GLOW: Global Illumination-Aware Inverse Rendering of Indoor Scenes Captured with Dynamic Co-Located Light & Camera
Jiaye Wu, Saeed Hadadan, Geng Lin, Peihan Tu, Matthias Zwicker, David Jacobs, Roni Sengupta
TL;DR
GLOW tackles inverse rendering of multi-object indoor scenes under co-located light and camera by modeling global illumination with a dynamic radiance cache and a specularity-aware loss. It integrates neural implicit surface representation with a radiance cache to enable efficient, physically grounded rendering and joint optimization of geometry and BRDF. Key contributions include a geometry bootstrap via near-field lighting, a dynamic radiance cache that accommodates moving lights, and a surface-angle weighting loss that mitigates flashlight-induced artifacts, leading to substantial improvements in albedo and roughness while maintaining geometry quality.
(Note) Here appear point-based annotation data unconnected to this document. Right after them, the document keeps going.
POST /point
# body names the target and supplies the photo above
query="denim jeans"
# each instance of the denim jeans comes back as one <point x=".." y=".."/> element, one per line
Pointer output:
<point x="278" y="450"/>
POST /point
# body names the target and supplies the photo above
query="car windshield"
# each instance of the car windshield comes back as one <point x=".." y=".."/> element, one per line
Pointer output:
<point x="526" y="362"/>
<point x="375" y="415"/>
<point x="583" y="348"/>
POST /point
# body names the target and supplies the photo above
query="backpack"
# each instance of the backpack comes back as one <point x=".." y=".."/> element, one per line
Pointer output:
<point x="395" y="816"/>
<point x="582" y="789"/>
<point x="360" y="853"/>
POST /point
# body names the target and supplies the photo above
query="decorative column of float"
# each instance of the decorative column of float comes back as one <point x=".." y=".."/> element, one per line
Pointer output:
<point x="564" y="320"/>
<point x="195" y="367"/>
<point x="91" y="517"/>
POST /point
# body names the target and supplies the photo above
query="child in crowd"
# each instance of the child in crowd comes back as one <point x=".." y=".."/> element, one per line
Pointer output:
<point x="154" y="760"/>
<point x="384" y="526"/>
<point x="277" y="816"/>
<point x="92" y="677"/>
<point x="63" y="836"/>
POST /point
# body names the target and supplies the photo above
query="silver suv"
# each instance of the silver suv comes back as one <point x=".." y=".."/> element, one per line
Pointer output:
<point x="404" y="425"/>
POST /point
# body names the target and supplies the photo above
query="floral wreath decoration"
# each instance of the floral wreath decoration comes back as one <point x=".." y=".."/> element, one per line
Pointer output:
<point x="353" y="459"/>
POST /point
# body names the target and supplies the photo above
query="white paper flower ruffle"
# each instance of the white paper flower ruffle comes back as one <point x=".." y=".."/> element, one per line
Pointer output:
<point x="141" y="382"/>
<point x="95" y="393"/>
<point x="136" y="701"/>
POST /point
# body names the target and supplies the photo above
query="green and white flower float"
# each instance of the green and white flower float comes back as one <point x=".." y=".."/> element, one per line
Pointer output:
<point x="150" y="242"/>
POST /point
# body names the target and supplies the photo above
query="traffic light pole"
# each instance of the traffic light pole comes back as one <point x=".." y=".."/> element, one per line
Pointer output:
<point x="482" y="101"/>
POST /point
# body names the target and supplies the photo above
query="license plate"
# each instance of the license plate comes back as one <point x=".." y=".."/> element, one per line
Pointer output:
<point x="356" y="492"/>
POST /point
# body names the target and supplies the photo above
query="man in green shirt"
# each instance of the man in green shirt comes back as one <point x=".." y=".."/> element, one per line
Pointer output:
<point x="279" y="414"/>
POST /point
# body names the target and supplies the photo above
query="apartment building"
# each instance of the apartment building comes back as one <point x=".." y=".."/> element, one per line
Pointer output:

The approach enables effective relighting and material editing in realistic indoor scenes using accessible capture setups.
Abstract
Inverse rendering of indoor scenes remains challenging due to the ambiguity between reflectance and lighting, exacerbated by inter-reflections among multiple objects. While natural illumination-based methods struggle to resolve this ambiguity, co-located light-camera setups offer better disentanglement as lighting can be easily calibrated via Structure-from-Motion. However, such setups introduce additional complexities like strong inter-reflections, dynamic shadows, near-field lighting, and moving specular highlights, which existing approaches fail to handle. We present GLOW, a Global Illumination-aware Inverse Rendering framework designed to address these challenges. GLOW integrates a neural implicit surface representation with a neural radiance cache to approximate global illumination, jointly optimizing geometry and reflectance through carefully designed regularization and initialization. We then introduce a dynamic radiance cache that adapts to sharp lighting discontinuities from near-field motion, and a surface-angle-weighted radiometric loss to suppress specular artifacts common in flashlight captures. Experiments show that GLOW substantially outperforms prior methods in material reflectance estimation under both natural and co-located illumination.